Private lender Kotak Mahindra Bank reported a 16.4 per cent year-on-year (YoY) decline in consolidated pre-tax profit for the quarter ended June 2020 (Q1 FY21) at Rs 2,435 crore, from Rs 2,913 crore in the year-ago quarter due to additional provisioning made for Covid related uncertainties even as net interest income went up 16 per cent.
Net profit at the consolidated level stood at Rs 1,853 crore in Q1FY21 versus Rs 1,932 crore in Q1FY20, down 4 per cent.
The bank made additional Covid-related provisions to the tune of Rs 667 crore in the June quarter, of which Rs 616 crore additional provision was at the standalone level. Along with the provisioning in the March 2020 quarter, the total Covid-related provisioning works out to Rs 1,381 crore for the two quarters.
At a standalone level, the lender reported a 20 per cent decline in pre-tax profit at Rs 1,662 crore while net profit was down 8.5 per cent to Rs 1,244 crore. The bank’s net interest margin (NIM) was down 8 basis points (bps) YoY and 22 bps sequentially to 4.40 per cent.

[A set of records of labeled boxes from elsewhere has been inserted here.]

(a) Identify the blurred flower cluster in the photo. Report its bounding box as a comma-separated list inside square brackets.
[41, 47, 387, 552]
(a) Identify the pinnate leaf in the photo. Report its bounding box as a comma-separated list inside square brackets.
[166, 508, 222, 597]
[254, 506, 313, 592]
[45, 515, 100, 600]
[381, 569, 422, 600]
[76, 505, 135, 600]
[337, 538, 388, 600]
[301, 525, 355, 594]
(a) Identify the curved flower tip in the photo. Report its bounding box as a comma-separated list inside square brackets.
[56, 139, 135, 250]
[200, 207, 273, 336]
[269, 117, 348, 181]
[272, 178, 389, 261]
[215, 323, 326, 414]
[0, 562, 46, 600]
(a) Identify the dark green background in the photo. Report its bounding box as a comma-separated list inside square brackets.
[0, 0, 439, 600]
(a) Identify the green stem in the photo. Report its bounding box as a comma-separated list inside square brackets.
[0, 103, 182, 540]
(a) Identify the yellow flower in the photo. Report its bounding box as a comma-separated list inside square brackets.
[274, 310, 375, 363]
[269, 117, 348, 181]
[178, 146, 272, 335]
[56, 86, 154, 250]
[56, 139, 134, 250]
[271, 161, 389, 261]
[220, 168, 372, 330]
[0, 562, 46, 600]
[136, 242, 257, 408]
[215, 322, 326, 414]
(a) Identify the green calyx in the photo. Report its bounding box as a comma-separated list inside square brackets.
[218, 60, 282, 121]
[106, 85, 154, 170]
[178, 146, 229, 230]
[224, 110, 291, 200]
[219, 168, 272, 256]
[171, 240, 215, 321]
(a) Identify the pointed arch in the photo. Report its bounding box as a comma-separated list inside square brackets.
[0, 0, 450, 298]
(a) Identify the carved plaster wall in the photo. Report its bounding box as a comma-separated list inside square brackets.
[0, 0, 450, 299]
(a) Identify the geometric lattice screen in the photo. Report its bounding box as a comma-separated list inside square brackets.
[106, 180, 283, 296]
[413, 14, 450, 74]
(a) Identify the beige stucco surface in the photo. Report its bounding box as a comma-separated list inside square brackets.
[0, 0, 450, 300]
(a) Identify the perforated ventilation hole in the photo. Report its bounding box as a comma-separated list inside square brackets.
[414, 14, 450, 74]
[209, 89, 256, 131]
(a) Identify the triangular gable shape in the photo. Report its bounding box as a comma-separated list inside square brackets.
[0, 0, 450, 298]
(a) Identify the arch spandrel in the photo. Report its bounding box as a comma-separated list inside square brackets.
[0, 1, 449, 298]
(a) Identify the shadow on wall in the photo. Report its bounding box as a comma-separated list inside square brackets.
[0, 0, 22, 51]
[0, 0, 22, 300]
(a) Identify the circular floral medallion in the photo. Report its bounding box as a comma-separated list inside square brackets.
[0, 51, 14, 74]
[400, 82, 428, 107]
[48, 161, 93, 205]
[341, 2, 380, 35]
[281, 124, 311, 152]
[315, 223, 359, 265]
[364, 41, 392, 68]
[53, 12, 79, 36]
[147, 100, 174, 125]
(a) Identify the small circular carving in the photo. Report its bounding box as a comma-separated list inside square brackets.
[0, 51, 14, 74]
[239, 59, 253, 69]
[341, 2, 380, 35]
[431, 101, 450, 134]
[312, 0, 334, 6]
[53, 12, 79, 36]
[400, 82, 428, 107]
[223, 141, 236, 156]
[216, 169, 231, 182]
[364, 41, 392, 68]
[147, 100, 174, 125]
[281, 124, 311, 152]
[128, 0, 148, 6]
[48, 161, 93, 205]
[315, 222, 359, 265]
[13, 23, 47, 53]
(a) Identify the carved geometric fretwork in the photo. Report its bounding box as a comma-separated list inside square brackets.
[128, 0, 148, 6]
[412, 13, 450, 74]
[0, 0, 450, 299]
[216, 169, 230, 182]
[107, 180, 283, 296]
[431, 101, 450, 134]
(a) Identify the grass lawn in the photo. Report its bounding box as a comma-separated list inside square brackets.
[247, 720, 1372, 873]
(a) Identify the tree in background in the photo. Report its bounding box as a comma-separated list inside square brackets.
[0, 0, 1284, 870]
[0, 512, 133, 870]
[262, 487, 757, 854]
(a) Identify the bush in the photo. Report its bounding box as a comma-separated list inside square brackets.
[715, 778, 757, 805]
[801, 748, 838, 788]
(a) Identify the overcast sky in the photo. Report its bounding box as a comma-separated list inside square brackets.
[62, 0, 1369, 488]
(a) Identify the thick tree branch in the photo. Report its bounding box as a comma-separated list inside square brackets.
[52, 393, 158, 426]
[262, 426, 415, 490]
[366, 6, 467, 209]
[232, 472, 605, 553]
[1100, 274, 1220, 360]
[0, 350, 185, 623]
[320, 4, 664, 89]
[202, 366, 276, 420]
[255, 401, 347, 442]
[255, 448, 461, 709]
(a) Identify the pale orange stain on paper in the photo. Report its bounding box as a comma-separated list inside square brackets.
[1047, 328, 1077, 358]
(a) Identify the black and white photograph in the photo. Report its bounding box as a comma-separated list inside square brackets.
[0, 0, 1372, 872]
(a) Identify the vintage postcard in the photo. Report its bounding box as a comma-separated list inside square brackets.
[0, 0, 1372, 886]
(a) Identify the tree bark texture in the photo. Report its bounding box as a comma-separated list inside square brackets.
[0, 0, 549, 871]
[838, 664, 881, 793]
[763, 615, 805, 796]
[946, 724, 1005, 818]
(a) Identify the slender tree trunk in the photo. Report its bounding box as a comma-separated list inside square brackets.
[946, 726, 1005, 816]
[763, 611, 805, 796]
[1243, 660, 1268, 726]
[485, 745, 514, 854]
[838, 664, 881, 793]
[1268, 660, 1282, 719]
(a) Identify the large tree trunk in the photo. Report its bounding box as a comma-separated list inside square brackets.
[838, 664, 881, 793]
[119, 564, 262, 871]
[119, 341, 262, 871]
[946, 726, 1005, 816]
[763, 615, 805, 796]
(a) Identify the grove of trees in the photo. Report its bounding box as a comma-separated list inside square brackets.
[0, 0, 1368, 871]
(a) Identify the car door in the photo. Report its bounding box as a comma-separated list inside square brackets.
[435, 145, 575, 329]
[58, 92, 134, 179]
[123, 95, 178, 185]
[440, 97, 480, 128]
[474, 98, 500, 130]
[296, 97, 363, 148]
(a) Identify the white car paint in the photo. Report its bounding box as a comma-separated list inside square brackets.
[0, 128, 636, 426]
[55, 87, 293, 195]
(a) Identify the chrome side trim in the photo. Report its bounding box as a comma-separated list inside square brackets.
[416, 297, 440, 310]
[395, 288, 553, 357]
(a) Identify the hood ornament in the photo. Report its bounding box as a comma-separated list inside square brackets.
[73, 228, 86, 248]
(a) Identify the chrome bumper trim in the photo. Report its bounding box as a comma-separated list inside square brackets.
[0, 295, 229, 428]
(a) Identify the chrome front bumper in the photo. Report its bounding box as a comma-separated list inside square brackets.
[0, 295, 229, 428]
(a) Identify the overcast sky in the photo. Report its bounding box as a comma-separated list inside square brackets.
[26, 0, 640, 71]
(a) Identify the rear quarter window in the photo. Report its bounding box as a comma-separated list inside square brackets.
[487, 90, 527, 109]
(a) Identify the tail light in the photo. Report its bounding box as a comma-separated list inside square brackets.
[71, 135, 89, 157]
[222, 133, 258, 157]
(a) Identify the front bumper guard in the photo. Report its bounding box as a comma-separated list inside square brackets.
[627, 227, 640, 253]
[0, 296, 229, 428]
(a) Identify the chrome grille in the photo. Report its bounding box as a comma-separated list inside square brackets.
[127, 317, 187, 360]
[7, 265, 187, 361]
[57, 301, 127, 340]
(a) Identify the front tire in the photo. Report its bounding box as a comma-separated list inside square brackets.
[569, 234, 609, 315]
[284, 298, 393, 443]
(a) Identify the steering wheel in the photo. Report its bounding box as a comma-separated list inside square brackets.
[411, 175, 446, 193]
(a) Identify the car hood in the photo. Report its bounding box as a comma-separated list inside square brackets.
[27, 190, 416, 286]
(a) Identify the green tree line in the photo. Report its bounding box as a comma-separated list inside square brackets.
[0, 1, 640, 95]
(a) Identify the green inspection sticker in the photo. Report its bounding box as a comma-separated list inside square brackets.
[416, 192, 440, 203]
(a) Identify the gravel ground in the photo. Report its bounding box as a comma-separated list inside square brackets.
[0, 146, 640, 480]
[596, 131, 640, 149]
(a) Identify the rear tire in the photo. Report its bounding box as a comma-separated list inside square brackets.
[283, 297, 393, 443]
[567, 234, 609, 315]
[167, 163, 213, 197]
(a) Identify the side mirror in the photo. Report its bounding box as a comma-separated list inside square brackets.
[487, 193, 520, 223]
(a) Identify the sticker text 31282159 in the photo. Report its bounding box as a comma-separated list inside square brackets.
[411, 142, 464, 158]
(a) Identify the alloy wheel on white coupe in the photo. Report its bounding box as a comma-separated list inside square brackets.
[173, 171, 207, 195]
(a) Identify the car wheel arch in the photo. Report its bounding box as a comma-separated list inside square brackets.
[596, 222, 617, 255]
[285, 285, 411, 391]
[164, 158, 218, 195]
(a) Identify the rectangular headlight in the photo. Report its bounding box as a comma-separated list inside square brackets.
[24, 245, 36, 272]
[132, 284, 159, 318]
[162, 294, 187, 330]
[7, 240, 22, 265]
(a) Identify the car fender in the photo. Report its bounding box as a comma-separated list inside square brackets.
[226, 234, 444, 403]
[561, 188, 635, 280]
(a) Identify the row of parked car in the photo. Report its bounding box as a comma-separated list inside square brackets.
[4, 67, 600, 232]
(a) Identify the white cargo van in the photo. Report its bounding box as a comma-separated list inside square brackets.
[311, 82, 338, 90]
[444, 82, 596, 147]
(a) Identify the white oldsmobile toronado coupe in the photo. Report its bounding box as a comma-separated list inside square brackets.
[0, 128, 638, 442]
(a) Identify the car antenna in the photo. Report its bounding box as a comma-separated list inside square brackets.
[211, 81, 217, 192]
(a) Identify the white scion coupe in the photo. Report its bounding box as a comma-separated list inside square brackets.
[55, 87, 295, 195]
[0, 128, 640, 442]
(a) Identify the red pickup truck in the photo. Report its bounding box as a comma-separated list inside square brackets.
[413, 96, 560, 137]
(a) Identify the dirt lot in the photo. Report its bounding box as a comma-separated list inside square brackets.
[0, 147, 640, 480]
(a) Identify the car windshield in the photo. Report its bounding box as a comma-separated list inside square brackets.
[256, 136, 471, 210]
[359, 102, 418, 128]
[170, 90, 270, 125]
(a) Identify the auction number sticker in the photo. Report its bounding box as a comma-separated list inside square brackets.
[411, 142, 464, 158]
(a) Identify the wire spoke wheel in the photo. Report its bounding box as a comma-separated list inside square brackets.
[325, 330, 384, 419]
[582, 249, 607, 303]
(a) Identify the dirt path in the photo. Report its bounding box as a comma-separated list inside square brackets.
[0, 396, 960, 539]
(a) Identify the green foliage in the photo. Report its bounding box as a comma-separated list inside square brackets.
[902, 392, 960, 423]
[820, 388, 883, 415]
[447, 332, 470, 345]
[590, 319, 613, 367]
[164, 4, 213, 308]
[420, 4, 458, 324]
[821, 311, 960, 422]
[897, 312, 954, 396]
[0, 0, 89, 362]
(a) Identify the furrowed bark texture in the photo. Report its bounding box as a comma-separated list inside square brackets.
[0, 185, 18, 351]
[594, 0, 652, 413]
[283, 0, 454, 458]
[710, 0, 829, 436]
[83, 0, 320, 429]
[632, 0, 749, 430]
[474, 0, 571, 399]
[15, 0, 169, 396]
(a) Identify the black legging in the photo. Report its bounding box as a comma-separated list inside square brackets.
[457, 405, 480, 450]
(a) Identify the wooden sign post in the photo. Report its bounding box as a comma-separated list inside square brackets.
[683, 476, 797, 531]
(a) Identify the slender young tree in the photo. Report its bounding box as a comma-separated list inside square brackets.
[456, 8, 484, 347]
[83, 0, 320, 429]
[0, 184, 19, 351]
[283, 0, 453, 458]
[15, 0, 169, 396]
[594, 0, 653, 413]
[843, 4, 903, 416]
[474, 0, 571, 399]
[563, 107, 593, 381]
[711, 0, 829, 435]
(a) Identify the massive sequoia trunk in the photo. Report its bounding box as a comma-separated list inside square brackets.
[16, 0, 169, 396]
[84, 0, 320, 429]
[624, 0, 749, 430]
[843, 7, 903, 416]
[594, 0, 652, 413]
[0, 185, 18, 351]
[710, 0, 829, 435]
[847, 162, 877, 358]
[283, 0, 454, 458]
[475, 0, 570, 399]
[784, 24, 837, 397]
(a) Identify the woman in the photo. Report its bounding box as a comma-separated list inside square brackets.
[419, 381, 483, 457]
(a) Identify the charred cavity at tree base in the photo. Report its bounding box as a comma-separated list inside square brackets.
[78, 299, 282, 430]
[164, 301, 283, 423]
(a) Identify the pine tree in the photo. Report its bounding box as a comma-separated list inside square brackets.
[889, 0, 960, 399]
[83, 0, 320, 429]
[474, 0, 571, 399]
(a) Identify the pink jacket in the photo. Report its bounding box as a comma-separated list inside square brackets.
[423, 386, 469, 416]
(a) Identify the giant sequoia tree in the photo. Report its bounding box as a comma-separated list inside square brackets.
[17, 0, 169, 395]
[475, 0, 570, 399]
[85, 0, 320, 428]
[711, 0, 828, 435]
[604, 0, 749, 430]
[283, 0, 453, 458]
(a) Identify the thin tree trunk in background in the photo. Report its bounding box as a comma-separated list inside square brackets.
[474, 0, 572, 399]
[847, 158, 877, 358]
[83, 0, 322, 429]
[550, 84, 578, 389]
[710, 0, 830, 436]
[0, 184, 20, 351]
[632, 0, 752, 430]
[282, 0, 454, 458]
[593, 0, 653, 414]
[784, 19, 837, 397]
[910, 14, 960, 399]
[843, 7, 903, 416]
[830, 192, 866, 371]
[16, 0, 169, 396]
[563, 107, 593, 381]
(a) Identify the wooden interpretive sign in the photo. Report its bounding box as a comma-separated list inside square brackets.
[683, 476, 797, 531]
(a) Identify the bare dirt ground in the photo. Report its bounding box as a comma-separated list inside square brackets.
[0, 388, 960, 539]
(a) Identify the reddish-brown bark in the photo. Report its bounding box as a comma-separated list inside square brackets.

Asset quality of the lender deteriorated in the reporting quarter with gross non-performing assets (GNPA) at 2.70 per cent, up 45 bps sequentially and 51 bps from June 2019 quarter. Net NPAs of the lender stood at 0.87 per cent, up 16 bps sequentially and 14 bps YoY.
Total provisions and contingencies of the lender, which includes the Covid provisions, rose to Rs 962 crore in Q1 FY21 compared to Rs 317 crore in the year ago quarter. In Q4 FY20, the lender’s loan loss provisions and Covid provisions totaled to Rs 1,047 crore.
The lender reported higher slippages to the tune of Rs 796 crore in Q1 FY21, compared to Rs 751 crore in June 2019 and Rs 491 crore in March 2020 quarter. Provision coverage ratio of the lender stood at 68.4 per cent in Q1 FY21 compared to 69 per cent in March 2020 quarter and 67 per cent in Q1FY21.
The bank further said the economic slowdown and lockdowns have had an impact on certain business areas including new loan origination and collections, and could also result in a rise in credit costs. Capital adequacy ratio of the lender, as on June 30, 2020 stood at 21.2 per cent with tier I ratio at 20.6 per cent. During the quarter, it raised Rs 7,442 crore through a qualified institutional placement of 65 million equity shares.
Disclosure: Entities controlled by the Kotak family have a significant holding in Business Standard Pvt Ltd.